Iga Świątek przegrała po pełnym zwrotów akcji pojedynku w ćwierćfinale wielkoszlemowego Wimbledonu 5:7, 7:6 (5), 2:6 z Eliną Switoliną. Polska tenisistka pomimo tego na londyńskiej trawie uzyskała najlepszy wynik w karierze. W półfinale Wimbledonu Ukrainka zagra z Czeszką Markétą Vondroušovą.
Iga Świątek po dramatycznym pojedynku z Belindą Bencic po raz pierwszy w karierze awansowała do ćwierćfinału Wimbledonu. O awans do najlepszej czwórki wielkoszlemowego turnieju w Londynie Polce przyszło walczyć z Eliną Switoliną.
Pochodząca z Odessy 28-letnia tenisistka była w 2017 roku trzecią rakietą świata w rankingu WTA, ale ostatnio jej notowania znacznie spadły. Switolina bowiem dopiero w kwietniu wróciła na korty po przerwie macierzyńskiej. Ukrainka przed meczem komplementowała Polkę.
Iga jest wielką mistrzynią, ale i wspaniałą osobą. Jestem jej bardzo wdzięczna za wsparcie Ukrainy, robi wszystko, co w jej mocy. Bardzo to doceniam
- mówiła Switolina.
Trzykrotna triumfatorka French Open swoje mistrzostwo potwierdziła już w pierwszym gemie przełamując podanie Ukrainki, która "pomogła" podopiecznej trenera Tomasza Wiktorowskiego popełniając podwójny błąd serwisowy.
Rywalka potrafiła jednak odrobić te straty wykorzystując słabszy fragment gry w wykonaniu Świątek oraz błąd sędziego, który wywołał aut po dobrym zagraniu Polki i po dwudziestu minutach pojedynku na korcie centralnym wynik pierwszego seta brzmiał 2:2. Festiwal przełamań trwał w najlepsze, po chwili break pointa wykorzystała znów tenisistka urodzona w Warszawie.
"Rewelacyjna akcja" 🎙️ Dużą precyzją wykazała się Polka 🔬🎾
— Polsat Sport (@polsatsport) July 11, 2023
Oby tak dalej 🇵🇱💪
📺 Polsat Sport i Polsat Sport Premium 1 #Wimbledon pic.twitter.com/eXRv7On9vh
Serwis Igi zawodził, a return Switoliny wprost przeciwnie i zacięty pierwszy set trwał najlepsze, a na tablicy wyników pojawiły się dwie piątki. Co gorsze Igę zaczęła kompletnie zawodzić precyzja i to rywalka była moment później na prowadzeniu 6:5, a Ukrainka na tym nie poprzestała i w kolejnym gemie ponownie przełamała podanie Igi i cieszyła się ze zwycięstwa w secie.

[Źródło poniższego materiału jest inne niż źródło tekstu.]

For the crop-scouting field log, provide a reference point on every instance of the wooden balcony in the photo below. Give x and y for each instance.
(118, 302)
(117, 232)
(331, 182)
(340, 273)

Dream start ✨@ElinaSvitolina takes the opening set against Iga Swiatek, 7-5#Wimbledon pic.twitter.com/FNKv01O7Ud
— Wimbledon (@Wimbledon) July 11, 2023
Organizatorzy zamknęli dach nad kortem, a dla tenisistek oznaczało to kwadrans przerwy. Po powrocie do gry niewiele się zmieniło, bo Iga wciąż nie mogła dobrze uplasować swoich uderzeń, a Switolina cały czas wyglądała bardzo dobrze i wyszła na prowadzenie. Świątek na szczęście wygrała swojego gema serwisowego i pozostawała w meczu, a po chwili... miała break-pointa i nieoczekiwanie zrobiło się 2:1 dla Polki. Teraz to Switolina zaczęła popełniać błędy.

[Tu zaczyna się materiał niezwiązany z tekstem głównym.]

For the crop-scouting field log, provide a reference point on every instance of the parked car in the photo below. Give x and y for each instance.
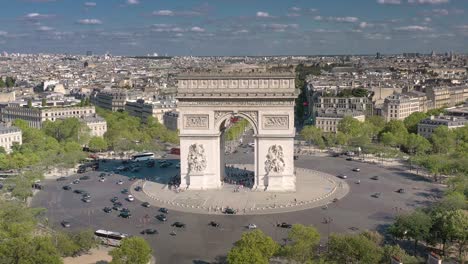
(161, 217)
(178, 225)
(252, 226)
(284, 225)
(125, 214)
(149, 231)
(229, 211)
(214, 224)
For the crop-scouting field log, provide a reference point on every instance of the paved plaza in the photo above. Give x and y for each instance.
(314, 188)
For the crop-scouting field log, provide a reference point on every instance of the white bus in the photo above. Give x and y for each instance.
(110, 238)
(143, 156)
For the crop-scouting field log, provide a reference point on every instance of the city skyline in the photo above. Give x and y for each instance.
(186, 27)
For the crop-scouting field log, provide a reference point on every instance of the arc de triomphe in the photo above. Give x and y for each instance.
(207, 101)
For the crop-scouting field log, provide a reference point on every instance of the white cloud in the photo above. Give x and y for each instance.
(429, 2)
(389, 2)
(414, 28)
(262, 14)
(343, 19)
(89, 21)
(163, 13)
(44, 28)
(197, 29)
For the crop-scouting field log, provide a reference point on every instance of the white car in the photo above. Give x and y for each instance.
(252, 226)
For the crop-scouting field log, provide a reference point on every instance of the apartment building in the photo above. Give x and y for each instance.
(143, 110)
(170, 120)
(8, 136)
(328, 120)
(399, 106)
(427, 126)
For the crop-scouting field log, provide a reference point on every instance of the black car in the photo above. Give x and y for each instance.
(214, 224)
(125, 214)
(229, 211)
(149, 231)
(161, 218)
(178, 224)
(284, 225)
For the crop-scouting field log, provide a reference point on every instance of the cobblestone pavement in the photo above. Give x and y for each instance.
(314, 189)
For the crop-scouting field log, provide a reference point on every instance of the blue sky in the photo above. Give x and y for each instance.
(233, 27)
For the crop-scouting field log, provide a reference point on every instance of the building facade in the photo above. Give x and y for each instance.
(328, 120)
(427, 126)
(399, 106)
(8, 136)
(170, 120)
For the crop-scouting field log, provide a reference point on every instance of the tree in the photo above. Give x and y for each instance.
(416, 144)
(304, 240)
(314, 135)
(412, 121)
(353, 249)
(97, 144)
(443, 140)
(132, 250)
(258, 247)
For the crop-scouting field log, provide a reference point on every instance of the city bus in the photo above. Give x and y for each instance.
(143, 156)
(110, 238)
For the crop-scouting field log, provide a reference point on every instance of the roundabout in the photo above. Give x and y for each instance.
(314, 188)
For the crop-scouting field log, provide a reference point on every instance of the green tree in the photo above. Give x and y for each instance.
(353, 249)
(416, 144)
(443, 140)
(304, 241)
(97, 144)
(253, 247)
(313, 135)
(412, 121)
(132, 250)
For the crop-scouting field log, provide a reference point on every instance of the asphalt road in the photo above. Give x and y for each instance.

Wszystko jednak zmieniało się jak w kalejdoskopie i po kilku minutach to znów ukraińska tenisistka zdobywała punkty seriami i odzyskała prowadzenie. O losach partii decydował tie-break, a w nim raszynianka przegrywała już 1:4, lecz rollercoaster w Wimbledonie nie zawiódł kibiców. Polka pokazała cudowny tenis w końcówce i doprowadziła do trzeciego seta.

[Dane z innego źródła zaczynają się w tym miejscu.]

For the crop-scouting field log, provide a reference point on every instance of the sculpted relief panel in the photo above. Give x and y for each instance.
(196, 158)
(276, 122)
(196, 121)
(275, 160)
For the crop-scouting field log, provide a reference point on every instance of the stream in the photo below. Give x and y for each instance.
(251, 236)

All square on Centre Court ⚖️
— Wimbledon (@Wimbledon) July 11, 2023
World No.1 @iga_swiatek takes the second set 7-6(5) to force a decider #Wimbledon pic.twitter.com/6PmmNtCbQs
Wydawać by się mogło, że po takiej historii ze Switoliny ujdzie powietrze. Nic podobnego. Ukrainka wprawdzie była w opałach w swoim pierwszym gemie serwisowym w trzeciej partii, ale obroniła podanie, a później... przełamała Igę. Mecz trwał już dwie i pół godziny, a Ukrainka wcale nie wyglądała na zmęczoną. Ponownie wykorzystała break-point i prowadziła 4:1 w decydującej partii. Switolina dołożyła do swojej gry znakomity serwis i asami przechyliła szalę zwycięstwa na swoją korzyść w kolejnym gemie. Świątek nie zamierzała się poddawać i... również zaserwowała dwa asy. Na Switolinę to wszystko okazało się jednak zbyt mało i to Ukrainka zagra z Czeszką Markétą Vondroušovą w półfinale Wimbledonu.